O técnico Paulo César de Oliveira, o PC, admite: a partida contra a Rússia, pela semifinal do Mundial, será a mais importante de sua vida. Ao menos enquanto não vier a grande decisão. Com quatro títulos brasileiros, tudo o que ele não quer é sofrer o estigma de não ter sido vencedor na seleção. "A equipe que fica para a história é a campeã", afirma. "A partida de quinta-feira (amanhã) servirá para nos credenciar a isto."A classificação entre as quatro melhores seleções do campeonato não ilude a PC. Ele sabe que seu trabalho só será julgado bom se o time sair com o título. É isto o que ele tenta colocar na cabeça de seus jogadores. "Até hoje nós somos iguais a todas as seleções brasileiras em todos os tempos", explica. "Todas elas chegaram à semifinal. A gente não garantiu nada e ainda estamos procurando por esta diferença."PC é conhecido como um técnico metódico. Durante a competição, chegou a ir mais cedo aos locais de treinamento para verificar todos os detalhes. Até agora, tem dado certo. O Brasil é a única equipe que venceu todas as suas partidas.E precisa vencer mais duas, decisivas, para ficar marcada na história. "A gente está se preparando com o maior carinho possível, planejando bem cada jogo", diz. "Se a gente não fizer tudo que precisa ser feito, alguém vai fazer e vai ganhar o campeonato no nosso lugar."O treinador deve focar o trabalho destes últimos dias em dois aspectos primordiais: a preparação psicológica e a defesa. Ontem, contra a Ucrânia, o time tomou três gols por erros individuais e se abateu, arriscando acabar derrotado. "O que me preocupou foi a maneira como a equipe sentiu os erros", analisa PC. "Nós precisamos absorver rapidamente a falha, corrigi-la e seguir adiante."DE 1.ª CLASSE OU CHARRETE?Domingo é a final em que o treinador quer estar com a seleção.
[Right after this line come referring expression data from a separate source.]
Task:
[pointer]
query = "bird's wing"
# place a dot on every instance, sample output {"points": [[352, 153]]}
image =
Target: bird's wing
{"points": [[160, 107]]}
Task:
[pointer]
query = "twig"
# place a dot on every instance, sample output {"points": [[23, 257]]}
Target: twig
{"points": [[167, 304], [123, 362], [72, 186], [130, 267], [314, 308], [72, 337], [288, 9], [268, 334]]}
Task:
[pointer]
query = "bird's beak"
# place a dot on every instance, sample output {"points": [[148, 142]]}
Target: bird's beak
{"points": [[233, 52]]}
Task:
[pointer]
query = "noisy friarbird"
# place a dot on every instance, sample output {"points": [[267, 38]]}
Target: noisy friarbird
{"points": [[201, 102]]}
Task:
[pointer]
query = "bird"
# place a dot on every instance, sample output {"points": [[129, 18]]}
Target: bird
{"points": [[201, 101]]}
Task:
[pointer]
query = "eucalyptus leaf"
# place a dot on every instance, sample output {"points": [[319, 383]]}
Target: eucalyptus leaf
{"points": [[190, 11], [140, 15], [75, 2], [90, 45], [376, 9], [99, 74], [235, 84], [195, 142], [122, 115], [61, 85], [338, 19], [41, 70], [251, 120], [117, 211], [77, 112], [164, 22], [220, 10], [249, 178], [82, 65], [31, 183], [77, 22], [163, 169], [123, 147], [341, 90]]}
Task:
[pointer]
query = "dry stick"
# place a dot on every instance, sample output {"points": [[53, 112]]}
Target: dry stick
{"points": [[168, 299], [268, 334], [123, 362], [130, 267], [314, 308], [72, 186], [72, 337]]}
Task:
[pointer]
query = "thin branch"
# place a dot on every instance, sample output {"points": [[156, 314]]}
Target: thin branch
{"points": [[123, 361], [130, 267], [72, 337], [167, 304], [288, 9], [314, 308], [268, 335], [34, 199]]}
PC não se atreve a fazer planos para depois deste Mundial. Sabe que um resultado negativo pode abalar sua carreira, enquanto um título deve garantir motivação extra. Mas dá pistas de que seu ciclo à frente do Brasil está perto de terminar. "Foi um trabalho extremamente desgastante", avalia o técnico. "Ser treinador é um trabalho solitário. Abre-se mão de muitas coisas, inclusive do contato com a família. Então, não pensei ainda se sigo com a seleção", afirma. "Sei que, se for campeão, posso voltar para casa de primeira classe, consagrado. Agora, se perder, vou ter de voltar de charrete para o Rio Grande do Sul."